If any action can have a variety of results, good, bad, or indifferent, with the end result perhaps far removed from the original action, and since no one can know everything about a specific situation, can anyone be held morally accountable for anything? I was thinking about this just yesterday.

I would say that morality and ethics is what you do *with the fact-set at your disposal at the time*. No one (in that sense) can be held *absolutely accountable* for effect, except for a Supreme Being. But for intent, each of us can be held accountable for *our responses to the fact-set, as we understand it*.

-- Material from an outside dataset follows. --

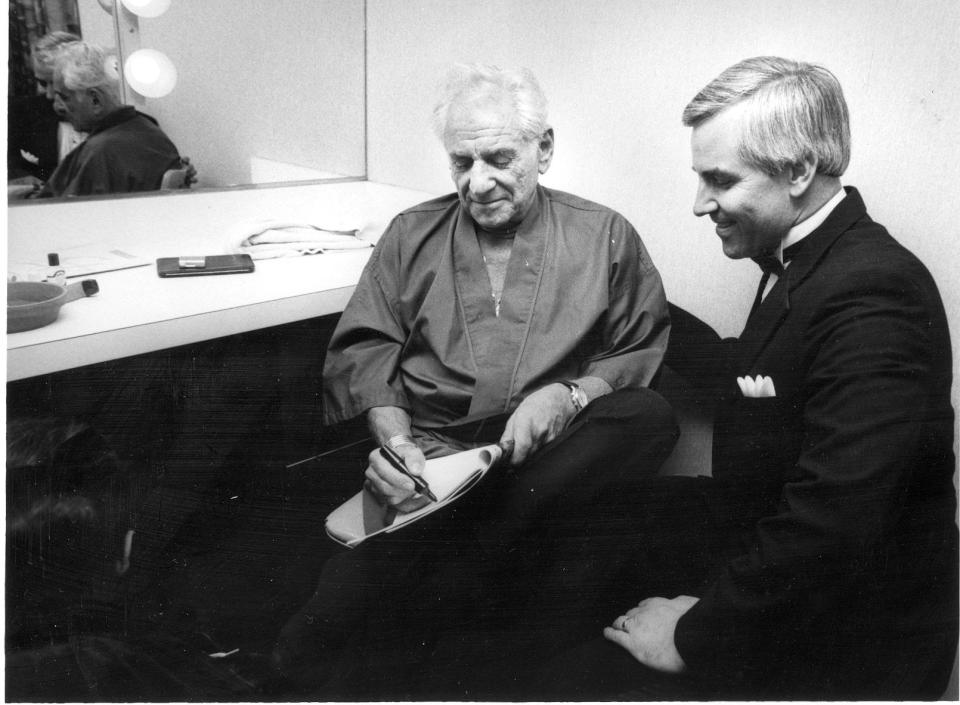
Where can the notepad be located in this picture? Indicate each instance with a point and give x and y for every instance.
(449, 477)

In that sense, a man who wants to commit adultery but who has no *opportunity* to do so has (as mentioned in the Gospels) "committed adultery in his heart" already. Only circumstances prevent him. The same applies to murder or any moral infraction. The intent creates the personality, not the results. A priest may, by carelessly dropping a banana peel at the top of a stairwell, be the proximate cause of a death, but he has no intent to do so, while a psychopath without a banana peel can't cause anyone to slip and fall, although he wants to. This is the basis of the distinction between murder and manslaughter.

The psychopath is the greater threat to society.

A plan of murder may result in murder, but it may also result in the heroic efforts that prevent such a murder. In that case, the plot results, not in a murder, but in a heroic lifesaving effort. (Think of an arsonist who sets fire to an apartment block.)

Also, I would add that "end result" and "original action" are arbitrary points. There is no "end result" unless you specify one, nor is there an "original action," unless you specify one. Which gets us all the way back to the Prime Mover.